If you’re a regular reader of Medium and the 1000s of articles on here that cover UX and product process, you’d already know that there isn’t a one-size-fits-all answer. You need to find what works for you.

So instead, here are 6 tips to help guide you through implementing your parallel UX process:

1. Your agile team is always the central and guiding force

For teams to be successful in an agile environment, they need to be truly self directed and autonomous. They need research to help inform their decisions, but they shouldn’t mindlessly do whatever the UX research says.

This means the agile team should feel empowered to both initiate research, and conduct it.

2. Be clever with batch sizes and time boxing

Testing one user early in the project is better than testing 50 near the end.

— Steve Krug

It can be tempting to want to conduct all your research at the start. It can be tempting to want to have the answer to every question before committing to any code.

This isn’t realistic. You can never know ‘everything’ there is to know about a specific topic. You may have noticed that the more you learn about something the more you learn you need to know.

You need to be able to break down your research into small, manageable, time-boxed chunks, and use what you learn to inform where you should research next.

3. Use the power of the team to experiment

You are a cross-functional team. Act like it.

The best way to understand user behaviour is to build something, release it and see how users use it. Again, start small: ask yourself what is the smallest thing you can build to answer your key user question.

Will customers buy my product?

Develop a landing page, and see how many users click ‘Buy Now’.

Will customers use this feature?

Create a button for it and see if they click it.

Should the button say ‘Register’ or ‘Sign Up’?

Run an A/B test and find out.

Developers and testers can be a UX researcher’s best friend.
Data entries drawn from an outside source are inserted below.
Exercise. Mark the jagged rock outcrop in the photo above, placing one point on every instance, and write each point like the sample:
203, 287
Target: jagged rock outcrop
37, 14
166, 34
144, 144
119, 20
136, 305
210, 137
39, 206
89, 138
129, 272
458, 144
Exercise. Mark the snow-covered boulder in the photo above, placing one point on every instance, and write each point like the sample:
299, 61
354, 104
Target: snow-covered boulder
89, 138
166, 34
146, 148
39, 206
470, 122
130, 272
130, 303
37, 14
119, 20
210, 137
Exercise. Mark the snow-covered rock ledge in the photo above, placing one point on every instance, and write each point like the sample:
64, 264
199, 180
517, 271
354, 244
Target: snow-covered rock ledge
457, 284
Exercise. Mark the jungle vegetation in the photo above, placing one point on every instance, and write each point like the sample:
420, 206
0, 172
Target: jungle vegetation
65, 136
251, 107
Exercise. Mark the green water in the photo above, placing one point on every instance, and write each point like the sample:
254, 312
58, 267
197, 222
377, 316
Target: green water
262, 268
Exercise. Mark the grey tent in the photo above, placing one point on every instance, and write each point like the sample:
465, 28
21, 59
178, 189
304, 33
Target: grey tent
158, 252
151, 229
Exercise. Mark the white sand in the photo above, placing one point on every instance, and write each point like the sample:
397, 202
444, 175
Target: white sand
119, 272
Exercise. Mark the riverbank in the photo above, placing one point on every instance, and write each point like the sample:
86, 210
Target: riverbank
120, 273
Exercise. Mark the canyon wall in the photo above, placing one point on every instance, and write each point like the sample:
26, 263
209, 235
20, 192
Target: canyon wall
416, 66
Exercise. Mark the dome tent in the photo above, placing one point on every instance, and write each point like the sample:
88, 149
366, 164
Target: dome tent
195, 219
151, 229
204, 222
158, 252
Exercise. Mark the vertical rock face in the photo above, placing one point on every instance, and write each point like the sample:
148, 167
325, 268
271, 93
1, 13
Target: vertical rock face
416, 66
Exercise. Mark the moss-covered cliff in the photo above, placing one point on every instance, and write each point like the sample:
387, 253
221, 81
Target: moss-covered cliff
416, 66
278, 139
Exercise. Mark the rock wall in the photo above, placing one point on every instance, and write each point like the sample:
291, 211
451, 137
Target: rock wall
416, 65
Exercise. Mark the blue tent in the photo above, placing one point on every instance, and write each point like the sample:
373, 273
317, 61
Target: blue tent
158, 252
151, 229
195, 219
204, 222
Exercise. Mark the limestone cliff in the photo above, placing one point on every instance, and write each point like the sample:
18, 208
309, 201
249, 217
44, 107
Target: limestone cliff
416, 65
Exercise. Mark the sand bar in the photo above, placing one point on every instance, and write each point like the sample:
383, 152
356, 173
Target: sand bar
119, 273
Once you have finished your experiments, make sure you take time to learn from what you have discovered, then implement it.

4. Find time to re-factor

(Good) developers take time to constantly refactor and clean up their code. We should take the time to do the same with our experiences and interface design.

Spending time removing technical debt makes code more reliable and sustainable; removing our UX debt does the same thing with our experiences.

Developers and product owners: if you spend a small time each sprint tidying up interface issues rather than charging ahead with more and more newfeatures, you will find that your UI and UX designers will relax and start working with you instead of against you.

5. UX is a true cross-functional skill and responsibility

It is too important to be limited to just one team member.

You can’t just hire a ‘scrum master’ and call yourself an agile business. In the same way, you can’t just hire a single UX designer and call yourself human-centred.

Everyone on the team needs to be thinking about the user. The UX designer needs to be the facilitator of that effort. Not the owner.

6. When in doubt, embrace the Lean UX principles


In summary, UX research can’t be rushed but it also can’t be uncapped.

Some research activities will take longer than others, but it’s most important to differentiate between research that provides specific value in the moment vs. research that pays off strategically in the long run.

Foundational research methods will help you decide where you want to go, while directional methods will give you turn by turn directions for how to get there.